The girl looked down at her own hands in an expression of astonishment. "They get stuck," she said in a slightly dazed tone. Fujiko looked at her. Was she stoned?

"And what happens when you try to move them?"

"I try to pull them apart," she said, her voice strained with effort as she looked down at her hands, "but I can't move them. And I get tired from pulling. And that makes me pull harder." Her voice got sleepier, and she began to smile gently. "And that makes me more tired. And then I remember..."

"That's right," Roger said softly. Fujiko was starting to get seriously creeped out here. "You remember that the only way to get them to come apart is to relax them completely." The other girl let out a little sigh, and her eyes rolled back into her head and closed as she leaned back into the couch. Her hands fell apart to rest bonelessly at her sides. "Good girl," Roger said. "Now just stay relaxed for a while, not hearing anything until I touch your forehead." He looked back over at Fujiko. "Sorry about that," he said. "Now we can talk."

Fujiko looked at the apparently comatose girl sitting on the couch with her. She tried to compose her thoughts. "OK. In order. Who the fuck is she, what the fuck did you do to her just now, what the fuck is going on here, and what the FUCK is going on here?"

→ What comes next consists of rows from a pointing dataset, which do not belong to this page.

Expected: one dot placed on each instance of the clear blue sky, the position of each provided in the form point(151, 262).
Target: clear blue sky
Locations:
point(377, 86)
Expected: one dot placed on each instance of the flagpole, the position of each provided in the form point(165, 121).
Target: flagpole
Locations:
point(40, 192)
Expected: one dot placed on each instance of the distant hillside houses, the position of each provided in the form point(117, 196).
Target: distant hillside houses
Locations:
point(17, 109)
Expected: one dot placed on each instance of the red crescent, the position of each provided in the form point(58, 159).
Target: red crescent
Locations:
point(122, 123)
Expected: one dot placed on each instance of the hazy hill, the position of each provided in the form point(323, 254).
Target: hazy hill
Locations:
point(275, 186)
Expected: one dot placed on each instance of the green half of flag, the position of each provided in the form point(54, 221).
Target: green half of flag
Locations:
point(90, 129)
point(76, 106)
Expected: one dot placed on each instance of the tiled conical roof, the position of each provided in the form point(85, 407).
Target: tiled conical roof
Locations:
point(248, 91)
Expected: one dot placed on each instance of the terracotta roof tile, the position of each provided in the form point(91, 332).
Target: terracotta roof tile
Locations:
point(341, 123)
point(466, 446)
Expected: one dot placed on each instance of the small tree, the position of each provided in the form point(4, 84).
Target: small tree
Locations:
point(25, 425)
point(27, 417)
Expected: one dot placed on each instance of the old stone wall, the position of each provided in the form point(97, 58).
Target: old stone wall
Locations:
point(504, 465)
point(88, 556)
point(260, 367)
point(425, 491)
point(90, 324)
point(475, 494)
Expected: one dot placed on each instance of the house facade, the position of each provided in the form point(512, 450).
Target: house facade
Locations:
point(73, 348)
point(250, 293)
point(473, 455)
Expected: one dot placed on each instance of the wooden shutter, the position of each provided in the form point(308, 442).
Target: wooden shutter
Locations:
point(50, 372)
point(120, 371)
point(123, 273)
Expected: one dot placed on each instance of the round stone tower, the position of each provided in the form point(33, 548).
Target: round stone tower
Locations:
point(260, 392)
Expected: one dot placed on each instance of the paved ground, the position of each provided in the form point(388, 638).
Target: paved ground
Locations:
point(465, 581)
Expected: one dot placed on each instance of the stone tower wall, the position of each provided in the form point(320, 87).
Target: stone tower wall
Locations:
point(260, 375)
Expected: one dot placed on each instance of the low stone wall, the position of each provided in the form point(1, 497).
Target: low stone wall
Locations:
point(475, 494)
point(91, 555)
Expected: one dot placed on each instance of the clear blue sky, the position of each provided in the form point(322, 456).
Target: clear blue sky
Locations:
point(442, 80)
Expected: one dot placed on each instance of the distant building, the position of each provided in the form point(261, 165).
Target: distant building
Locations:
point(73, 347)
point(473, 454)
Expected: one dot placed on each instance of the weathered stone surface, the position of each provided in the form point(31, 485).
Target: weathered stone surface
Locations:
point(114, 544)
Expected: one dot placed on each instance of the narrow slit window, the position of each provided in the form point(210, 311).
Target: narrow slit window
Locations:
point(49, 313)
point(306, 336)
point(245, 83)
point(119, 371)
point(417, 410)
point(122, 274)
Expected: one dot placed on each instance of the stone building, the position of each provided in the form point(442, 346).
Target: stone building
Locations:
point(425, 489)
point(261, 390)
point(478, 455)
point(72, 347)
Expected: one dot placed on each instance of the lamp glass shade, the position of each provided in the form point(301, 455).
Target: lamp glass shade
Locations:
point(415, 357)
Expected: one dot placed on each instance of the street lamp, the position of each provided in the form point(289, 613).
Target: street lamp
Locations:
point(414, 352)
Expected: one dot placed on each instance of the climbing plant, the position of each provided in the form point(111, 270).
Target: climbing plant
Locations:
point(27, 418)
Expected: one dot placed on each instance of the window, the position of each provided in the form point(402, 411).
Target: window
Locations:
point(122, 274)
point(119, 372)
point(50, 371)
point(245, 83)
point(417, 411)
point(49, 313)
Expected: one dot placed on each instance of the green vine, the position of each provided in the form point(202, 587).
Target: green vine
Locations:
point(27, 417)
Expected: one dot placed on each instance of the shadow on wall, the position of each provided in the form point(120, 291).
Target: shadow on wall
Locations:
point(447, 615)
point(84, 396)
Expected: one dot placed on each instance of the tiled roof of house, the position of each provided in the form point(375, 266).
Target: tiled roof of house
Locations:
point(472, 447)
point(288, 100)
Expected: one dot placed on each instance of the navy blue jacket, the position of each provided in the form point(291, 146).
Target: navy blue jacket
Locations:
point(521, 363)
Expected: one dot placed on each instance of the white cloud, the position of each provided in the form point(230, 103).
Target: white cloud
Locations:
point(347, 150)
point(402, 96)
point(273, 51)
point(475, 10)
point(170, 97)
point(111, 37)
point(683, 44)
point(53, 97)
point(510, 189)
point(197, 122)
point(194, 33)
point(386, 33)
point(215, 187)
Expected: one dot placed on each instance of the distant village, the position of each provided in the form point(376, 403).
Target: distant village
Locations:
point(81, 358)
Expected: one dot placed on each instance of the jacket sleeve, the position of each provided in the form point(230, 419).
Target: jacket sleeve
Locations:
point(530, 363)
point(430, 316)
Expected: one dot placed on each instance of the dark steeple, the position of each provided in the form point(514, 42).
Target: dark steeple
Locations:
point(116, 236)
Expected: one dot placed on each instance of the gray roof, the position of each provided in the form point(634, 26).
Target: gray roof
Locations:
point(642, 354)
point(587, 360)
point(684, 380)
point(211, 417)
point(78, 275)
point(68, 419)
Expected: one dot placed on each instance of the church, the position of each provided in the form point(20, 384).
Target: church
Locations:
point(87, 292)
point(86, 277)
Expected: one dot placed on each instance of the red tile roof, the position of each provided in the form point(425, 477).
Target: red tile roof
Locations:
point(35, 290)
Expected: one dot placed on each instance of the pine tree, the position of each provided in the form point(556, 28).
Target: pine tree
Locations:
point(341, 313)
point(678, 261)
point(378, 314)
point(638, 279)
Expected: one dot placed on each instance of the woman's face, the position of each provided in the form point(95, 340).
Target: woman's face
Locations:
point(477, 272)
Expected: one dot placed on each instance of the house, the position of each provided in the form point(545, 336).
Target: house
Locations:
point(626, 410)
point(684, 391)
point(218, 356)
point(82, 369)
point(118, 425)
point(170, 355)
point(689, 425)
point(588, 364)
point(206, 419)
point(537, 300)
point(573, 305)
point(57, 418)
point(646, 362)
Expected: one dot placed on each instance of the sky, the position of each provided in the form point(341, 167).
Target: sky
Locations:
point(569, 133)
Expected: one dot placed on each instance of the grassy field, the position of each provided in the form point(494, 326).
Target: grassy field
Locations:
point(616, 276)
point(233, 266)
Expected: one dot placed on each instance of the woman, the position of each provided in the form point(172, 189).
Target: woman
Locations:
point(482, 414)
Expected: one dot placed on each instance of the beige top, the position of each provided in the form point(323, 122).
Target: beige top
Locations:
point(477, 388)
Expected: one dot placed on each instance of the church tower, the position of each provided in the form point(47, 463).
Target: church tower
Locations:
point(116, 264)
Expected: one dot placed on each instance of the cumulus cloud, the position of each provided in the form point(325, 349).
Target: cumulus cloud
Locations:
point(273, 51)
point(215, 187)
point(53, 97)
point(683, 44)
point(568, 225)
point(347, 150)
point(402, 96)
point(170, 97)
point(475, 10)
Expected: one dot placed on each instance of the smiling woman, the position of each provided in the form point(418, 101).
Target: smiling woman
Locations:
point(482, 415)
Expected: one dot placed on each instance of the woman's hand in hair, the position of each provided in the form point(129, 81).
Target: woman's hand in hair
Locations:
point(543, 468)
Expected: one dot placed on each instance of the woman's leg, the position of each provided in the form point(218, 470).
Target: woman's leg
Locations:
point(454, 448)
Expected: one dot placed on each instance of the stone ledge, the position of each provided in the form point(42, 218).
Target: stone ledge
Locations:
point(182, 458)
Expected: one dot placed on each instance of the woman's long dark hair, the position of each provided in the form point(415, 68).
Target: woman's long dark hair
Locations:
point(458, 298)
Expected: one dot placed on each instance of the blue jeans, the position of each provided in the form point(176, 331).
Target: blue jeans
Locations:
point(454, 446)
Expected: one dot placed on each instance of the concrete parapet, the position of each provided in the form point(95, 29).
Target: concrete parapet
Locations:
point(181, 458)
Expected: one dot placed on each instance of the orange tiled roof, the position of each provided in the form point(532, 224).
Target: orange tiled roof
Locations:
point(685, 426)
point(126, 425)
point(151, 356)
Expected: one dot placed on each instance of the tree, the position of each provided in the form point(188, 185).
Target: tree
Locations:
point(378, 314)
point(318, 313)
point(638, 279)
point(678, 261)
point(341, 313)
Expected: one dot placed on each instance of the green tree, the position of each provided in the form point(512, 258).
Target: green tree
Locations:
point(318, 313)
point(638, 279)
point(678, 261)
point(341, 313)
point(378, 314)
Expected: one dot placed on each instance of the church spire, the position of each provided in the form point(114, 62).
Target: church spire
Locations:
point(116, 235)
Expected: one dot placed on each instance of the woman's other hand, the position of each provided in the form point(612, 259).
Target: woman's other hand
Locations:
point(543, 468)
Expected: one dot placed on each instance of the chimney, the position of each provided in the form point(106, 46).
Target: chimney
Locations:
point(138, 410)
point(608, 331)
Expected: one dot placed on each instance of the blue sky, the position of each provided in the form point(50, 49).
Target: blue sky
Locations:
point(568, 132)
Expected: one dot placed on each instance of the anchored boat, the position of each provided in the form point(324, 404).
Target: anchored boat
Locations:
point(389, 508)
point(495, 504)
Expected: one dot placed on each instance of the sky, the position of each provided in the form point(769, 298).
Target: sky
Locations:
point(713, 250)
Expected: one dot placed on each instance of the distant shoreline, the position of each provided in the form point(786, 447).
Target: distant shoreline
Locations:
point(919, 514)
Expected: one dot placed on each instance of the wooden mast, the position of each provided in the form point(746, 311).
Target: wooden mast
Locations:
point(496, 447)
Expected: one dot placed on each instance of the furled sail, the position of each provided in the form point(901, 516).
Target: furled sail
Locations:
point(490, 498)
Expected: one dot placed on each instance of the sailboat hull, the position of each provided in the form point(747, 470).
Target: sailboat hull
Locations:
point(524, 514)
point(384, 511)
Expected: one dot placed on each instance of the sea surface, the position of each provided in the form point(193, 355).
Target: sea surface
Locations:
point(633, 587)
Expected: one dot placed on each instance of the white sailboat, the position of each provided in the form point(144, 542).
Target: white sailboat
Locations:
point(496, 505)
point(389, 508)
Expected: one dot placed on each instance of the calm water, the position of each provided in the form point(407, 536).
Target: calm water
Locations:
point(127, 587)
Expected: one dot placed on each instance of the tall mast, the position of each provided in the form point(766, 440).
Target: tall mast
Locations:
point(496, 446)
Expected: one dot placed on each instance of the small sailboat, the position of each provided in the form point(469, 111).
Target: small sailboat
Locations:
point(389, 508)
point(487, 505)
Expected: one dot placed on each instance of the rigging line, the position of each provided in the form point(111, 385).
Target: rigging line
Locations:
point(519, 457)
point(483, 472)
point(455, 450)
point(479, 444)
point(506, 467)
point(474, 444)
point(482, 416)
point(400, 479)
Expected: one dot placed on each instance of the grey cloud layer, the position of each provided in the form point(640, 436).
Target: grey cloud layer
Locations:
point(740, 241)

Roger grabbed a folding chair and sat down across from her. "It's a long story, Fuji. I..." He smiled. "Wow, it's good to see you. You have no idea how much I missed you."

Fujiko looked over at the girl with the multi-colored hair. "No, actually I think I do. Cut the bullshit, Roger, and tell me what the fuck is going on." Because this wasn't just 'Hey, dye your hair, it'll look really cute that way', or 'Hey, I bought you a new wardrobe'. This girl, whoever she really was, she had bought totally into being Fujiko. Even took the name. Fujiko shivered.

Roger steepled his hands together. "Well, it all starts a year ago. I was kind of a wreck after you dumped me, Fuj. I just couldn't think of anything but you, and how stupid I'd been, and how I just let the best thing in my life slip through my fingers because I was dumb and lazy and...worthless. I just felt totally worthless. I wanted to find you and beg you to take me back, but...you were right. All those things you said about me that night were true. I didn't feel like I deserved you."

And I moved without leaving a forwarding address and threatened you with a restraining order if you ever tried to find me again, Fujiko thought. But she didn't interrupt him.

"And I was a wreck, like I said. Just an absolute shambles. I was crashing over at Doug's place on his couch, just hanging around watching TV and feeling sorry for myself." Sort of like our relationship, Fujiko thought. Except that you probably never asked Doug if he'd be interested in a threesome with Brianna. "And they had this ad for a seminar on hypnotherapy. Talked about all the things you could do with it, mentioned that you could have a good career as a hypnotherapist, and I thought, hey, maybe I could do that. Because I mean, I know I've always been a pretty persuasive guy. I think that's why I never really tried to make anything of myself. I could just always get people to take care of me." Tell me about it, Fujiko added, but only in her head.

"And I think maybe in the back of my head I had this stupid idea that if I learned how to hypnotize people really well, I could maybe...I don't know, hypnotize you into loving me again." Roger held up his hands defensively on seeing the expression on her face. "I know, I know. But I was really messed up back then, and I missed you so bad..." Fujiko tried hard not to look at the other Fujiko, still slumped back onto the couch cushions not hearing anything they said. 'Messed up back then.' And now you're a poster child for sanity.